Su sitio



El sitio de él

Nunca aprendí a hacer café sin pensar en él.

Eso ya lo dice todo, supongo. Me despierto tarde, como siempre, con el sol partiéndome la cara. No sé qué día es. Tampoco importa. El calendario está lleno de fechas sin interés. Afuera, la ciudad sigue fingiendo que todo va bien. Adentro, yo también.

Hace 50 y tantos días que se marchó de casa, tal vez 5 años, siempre fui mala para las fechas, cosa que él odiaba de mí, también.

No dejó no


ta ni drama.

Solo un silencio nuevo, con eco. Me levanté una mañana y su cepillo de dientes ya no estaba. Tampoco su chaqueta azul ni los vinilos que más le gustaban. Se llevó lo justo para no hacer ruido. Como si no quisiera que me diera cuenta. Como si su ausencia fuera una forma de cortesía. Pero hasta el aire cambió de peso.

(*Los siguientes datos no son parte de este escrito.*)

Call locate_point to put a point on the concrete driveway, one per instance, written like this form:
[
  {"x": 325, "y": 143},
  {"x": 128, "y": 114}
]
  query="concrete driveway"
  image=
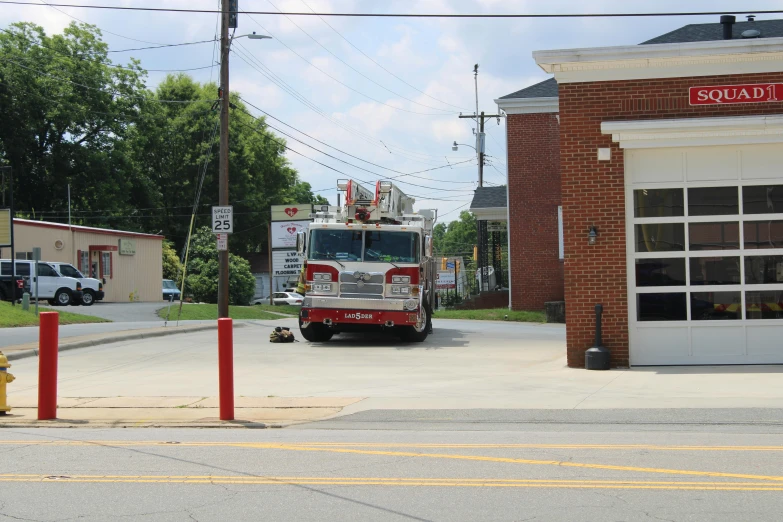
[{"x": 463, "y": 365}]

Pensé que no sería algo definitivo, que antes de la cena se daría cuenta que el cepillo de dientes tenía su sitio, la chaqueta tenía su sitio, los vinilos tenían su sitio, incluso él tenía un sitio en aquella casa que 5 minutos después del portazo ya parecía un solar.

Me senté a cenar igual, con el plato de él a la izquierda, por costumbre o por miedo, no sé. Comí poco, mastiqué aire, y agua. Me fui a dormir sin apagar la luz del pasillo, como si fuera un faro. Pero no volvió. Y al día siguiente tampoco. Y al otro tampoco. Y entonces entendí.

Me tuve que hacer a la idea de forma abrupta.

Todavía estaba intentando asumir que ya no podía atarme los zapatos sin sentarme y ahora esto. Cuando la vida se pone a correr tan rápido me angustia.

Así que empecé a caminar más lento.

No por decisión, sino porque no me quedaba otra. Salía a dar vueltas por el barrio. Todo seguía su curso, incluso el buzón seguía llenándose de cartas que nadie abría. Como si el mundo no supiera que faltaba alguien en casa.

Ni la luz ni la telefónica habían notado aún tu ausencia. Inaudito.

Empecé a abrirlas solo para comprobar si en alguna había una pista, un error, un remite, un perdón. Pero nada. Facturas, promociones, amenazas pasivo-agresivas de cortes de suministro. Todo muy formal, muy limpio, muy “señor tal, rogamos su atención”.

Todas rogábamos por él en aquella, cada vez más pequeña, casa.

La casa no lo dejó ir.

Se lo tragó despacio, como tragan los sitios a los que les duele que los abandonen. Empezó por los objetos —un gemelo, una nota vieja, un mechón en el desagüe— y siguió con las paredes, que se fueron cerrando, más estrechas, más húmedas, más furiosas. La casa olía a él incluso cuando todo estaba limpio. La casa sudaba su nombre. Y yo, encerrada dentro, ya no sabía si vivía con su fantasma o si yo era el fantasma.

Porque una casa que se acostumbra a alguien no perdona que se marche. La espera se vuelve hambre. Y aquí, lo único que sigue vivo, es el hueco que dejó.